We project that the hull and deck will weigh 3 kg total after fabrication. This mass is the sum of three layers of 7.5 oz ﬁberglass at a 50-50 ratio with vinyl ester (1.02 g/mL) [3] and the surface areas of the hull and deck found with the CAD representation. Including the sail and the keel, we expect the total mass of the assembled boat to be 5.1 kg, giving us approximately a 1 kg buﬀer zone between our assembly mass and our hull’s designed displacement rating.

2.6 Designing the Keel Shape

2.6.1 Theory

The purpose of a keel is twofold: to provide stability and to prevent sideways motion. The keel stabilizes the boat, preventing rolling by adding a large mass to the system far below the waterline. This large weight keeps the boat’s overall center of mass low. Boat stability is governed by the position of the center of mass, center of buoyancy, and metacenter. The eﬀect of boat heeling, or rotating about its longitudinal axis, is shown in Figure 11. As the boat heels, the center of buoyancy and center of gravity no longer align, producing a moment about the metacenter based on the the lever arm created between them. This is called the righting moment, and returns the boat back to its stable equilibrium, or the upright position with a heel angle of zero. The metacenter is located along the boat’s vertical centerline, at a position exactly deﬁned by the heeling angle. The heeling angle is the angle between vertical and the boat’s vertical centerline. A center of mass as low as possible is important, to increase the lever arm about the metacenter to create the righting moment. Therefore, optimum stability is achieved when the weight of the keel is designed as far from the hull as constraints allow.

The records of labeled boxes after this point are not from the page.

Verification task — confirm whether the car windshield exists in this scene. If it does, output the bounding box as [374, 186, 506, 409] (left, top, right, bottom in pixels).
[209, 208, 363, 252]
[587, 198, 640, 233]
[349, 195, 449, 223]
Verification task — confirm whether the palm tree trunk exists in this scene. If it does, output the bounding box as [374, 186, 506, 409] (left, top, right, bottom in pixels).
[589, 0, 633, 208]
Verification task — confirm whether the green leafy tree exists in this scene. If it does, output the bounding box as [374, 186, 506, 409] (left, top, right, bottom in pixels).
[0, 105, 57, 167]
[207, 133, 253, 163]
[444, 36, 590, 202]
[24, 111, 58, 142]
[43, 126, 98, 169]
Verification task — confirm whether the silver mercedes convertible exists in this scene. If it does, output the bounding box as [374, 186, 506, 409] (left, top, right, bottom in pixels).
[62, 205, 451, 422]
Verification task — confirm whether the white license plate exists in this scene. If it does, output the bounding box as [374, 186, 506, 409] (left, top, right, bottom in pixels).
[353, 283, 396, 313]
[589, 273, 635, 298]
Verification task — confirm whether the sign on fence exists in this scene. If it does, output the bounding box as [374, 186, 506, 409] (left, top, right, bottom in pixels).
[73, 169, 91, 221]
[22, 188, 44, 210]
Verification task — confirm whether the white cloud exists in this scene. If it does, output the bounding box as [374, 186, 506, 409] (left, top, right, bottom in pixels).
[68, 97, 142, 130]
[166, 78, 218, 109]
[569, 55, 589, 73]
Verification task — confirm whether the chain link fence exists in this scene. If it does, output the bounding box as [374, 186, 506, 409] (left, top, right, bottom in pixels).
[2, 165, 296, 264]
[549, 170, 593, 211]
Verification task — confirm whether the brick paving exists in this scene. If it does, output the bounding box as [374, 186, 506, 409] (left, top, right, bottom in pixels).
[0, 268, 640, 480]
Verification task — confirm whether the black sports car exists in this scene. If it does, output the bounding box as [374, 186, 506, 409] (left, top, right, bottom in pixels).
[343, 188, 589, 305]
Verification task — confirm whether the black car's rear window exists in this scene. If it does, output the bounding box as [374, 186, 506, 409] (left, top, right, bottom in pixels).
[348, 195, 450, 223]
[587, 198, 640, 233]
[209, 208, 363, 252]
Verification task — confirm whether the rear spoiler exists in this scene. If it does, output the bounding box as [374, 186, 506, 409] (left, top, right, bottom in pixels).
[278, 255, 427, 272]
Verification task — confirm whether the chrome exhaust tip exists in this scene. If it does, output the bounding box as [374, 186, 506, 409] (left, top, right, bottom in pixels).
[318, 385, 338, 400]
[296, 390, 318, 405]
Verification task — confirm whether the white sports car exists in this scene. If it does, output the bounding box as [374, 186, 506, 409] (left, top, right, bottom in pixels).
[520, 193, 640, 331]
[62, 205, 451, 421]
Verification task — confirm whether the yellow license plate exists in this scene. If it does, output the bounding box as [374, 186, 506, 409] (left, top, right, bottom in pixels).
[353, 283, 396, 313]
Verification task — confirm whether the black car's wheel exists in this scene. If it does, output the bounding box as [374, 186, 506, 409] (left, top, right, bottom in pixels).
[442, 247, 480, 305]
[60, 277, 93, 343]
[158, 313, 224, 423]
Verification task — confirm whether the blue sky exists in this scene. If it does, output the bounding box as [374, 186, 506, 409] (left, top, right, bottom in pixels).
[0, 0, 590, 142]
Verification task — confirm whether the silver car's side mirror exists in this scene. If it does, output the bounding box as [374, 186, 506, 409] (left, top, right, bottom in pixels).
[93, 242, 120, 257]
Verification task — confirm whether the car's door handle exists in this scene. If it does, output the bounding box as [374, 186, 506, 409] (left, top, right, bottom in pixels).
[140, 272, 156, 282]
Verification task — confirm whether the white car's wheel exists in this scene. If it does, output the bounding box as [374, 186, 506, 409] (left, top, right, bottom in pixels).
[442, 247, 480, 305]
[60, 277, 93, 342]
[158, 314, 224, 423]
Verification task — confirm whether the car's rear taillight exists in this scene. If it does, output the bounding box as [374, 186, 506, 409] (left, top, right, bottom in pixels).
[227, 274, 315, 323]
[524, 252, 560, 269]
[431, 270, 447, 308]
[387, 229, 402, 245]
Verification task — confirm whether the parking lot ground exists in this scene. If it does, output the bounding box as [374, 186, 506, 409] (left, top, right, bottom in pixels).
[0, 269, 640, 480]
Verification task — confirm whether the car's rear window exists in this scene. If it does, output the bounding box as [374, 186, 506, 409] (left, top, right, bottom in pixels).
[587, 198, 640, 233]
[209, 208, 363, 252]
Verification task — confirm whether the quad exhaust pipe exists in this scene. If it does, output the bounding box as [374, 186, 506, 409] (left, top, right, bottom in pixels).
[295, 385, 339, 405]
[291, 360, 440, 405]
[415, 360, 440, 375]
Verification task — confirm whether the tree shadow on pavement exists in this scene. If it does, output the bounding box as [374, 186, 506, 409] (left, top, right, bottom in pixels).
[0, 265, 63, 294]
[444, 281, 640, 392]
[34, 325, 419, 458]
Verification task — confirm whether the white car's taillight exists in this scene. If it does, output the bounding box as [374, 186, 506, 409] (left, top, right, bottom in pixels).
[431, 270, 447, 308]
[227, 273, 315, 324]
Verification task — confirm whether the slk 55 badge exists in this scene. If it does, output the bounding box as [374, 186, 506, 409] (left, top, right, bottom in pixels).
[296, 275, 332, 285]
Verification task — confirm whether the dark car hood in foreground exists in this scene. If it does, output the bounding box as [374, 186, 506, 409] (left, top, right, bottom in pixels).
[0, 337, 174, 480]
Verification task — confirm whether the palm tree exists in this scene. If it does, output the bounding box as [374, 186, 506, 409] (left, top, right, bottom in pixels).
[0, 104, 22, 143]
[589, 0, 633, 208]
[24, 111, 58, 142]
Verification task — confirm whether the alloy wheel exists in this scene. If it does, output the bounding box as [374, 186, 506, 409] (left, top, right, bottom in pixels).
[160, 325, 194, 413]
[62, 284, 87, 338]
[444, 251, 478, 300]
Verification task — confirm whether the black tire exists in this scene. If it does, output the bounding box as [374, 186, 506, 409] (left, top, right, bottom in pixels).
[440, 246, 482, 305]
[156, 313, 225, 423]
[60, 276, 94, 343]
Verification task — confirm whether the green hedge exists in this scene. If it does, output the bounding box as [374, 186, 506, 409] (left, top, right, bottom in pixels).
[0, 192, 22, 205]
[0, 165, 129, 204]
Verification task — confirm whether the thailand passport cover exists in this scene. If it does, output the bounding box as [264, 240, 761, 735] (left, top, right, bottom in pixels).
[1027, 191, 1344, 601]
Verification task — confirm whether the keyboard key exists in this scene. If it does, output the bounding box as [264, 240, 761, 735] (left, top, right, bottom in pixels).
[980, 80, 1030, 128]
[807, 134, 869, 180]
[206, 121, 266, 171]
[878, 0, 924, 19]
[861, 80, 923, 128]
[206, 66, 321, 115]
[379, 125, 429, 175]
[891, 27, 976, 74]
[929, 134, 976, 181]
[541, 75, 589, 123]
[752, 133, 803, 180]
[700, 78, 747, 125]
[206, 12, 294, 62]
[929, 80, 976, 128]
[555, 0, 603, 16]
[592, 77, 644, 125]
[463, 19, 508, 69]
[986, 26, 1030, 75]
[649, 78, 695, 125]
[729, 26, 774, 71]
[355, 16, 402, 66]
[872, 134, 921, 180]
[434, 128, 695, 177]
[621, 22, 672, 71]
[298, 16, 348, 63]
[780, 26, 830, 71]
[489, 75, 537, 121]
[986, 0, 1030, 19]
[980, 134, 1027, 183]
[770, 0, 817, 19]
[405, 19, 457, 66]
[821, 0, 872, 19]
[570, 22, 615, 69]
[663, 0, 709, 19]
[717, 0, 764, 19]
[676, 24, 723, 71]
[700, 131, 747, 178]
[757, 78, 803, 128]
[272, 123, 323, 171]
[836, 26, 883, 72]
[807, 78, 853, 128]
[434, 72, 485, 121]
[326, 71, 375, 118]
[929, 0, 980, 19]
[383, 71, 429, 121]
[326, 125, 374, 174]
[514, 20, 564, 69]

11 Figure 11: Force diagram of contributing factors to the righting moment. The hull buoyant force originates from the center of buoyancy, which isn’t directly labeled. The metacenter is located along the vertical center-line of the boat deﬁned exactly by the heeling angle. The segment d represents the righting lever arm. The righting moment is created by the action of the weight and hull buoyancy on this lever arm to right the boat. When the boat is perfectly upright, the forces are in line, so there is no moment produced and the boat is in stable equilibrium. Since the keel and sail side force contribute to the moment perturbing the boat in the ﬁrst place, designing the keel side force to act as close to the hull as possible will shorten the lever arm, lowering the destabilizing moment. [Michalak, Jim. ”Jim Michalak’s Boat Designs” http://www.jimsboats.com/15nov12.htm]

Additionally, the keel counteracts the sideways forces generated by the sail. The keel is shaped as an airfoil and acts similarly to the sail, only it uses the water’s relative velocity and direction to produce lift and drag. Since water currents in lakes are negligible compared to wind speeds, the speed of the water is based on the forces on the sail due to wind. As a boat initially at rest begins to move due to the forces on the sail, the keel comes into play as the it develops a velocity with respect to the water. Figure 12 shows the forces of the sail and keel, and the resulting velocity of the boat. The sideways wind force creates an angle of attack between the water and keel, leading to a pressure diﬀerential between the sides of the keel. This creates lift and drag forces, which act opposite to the sideways wind forces, pushing the boat back towards the wind.

12 Figure 12: The force generated by the keel to balance the sail creates a force forward with a few degrees of leeway. [Gladstone, Bill. ”Introduction to Trim”. http : //waypointamsterdam.nl/performance racing trim 3.html]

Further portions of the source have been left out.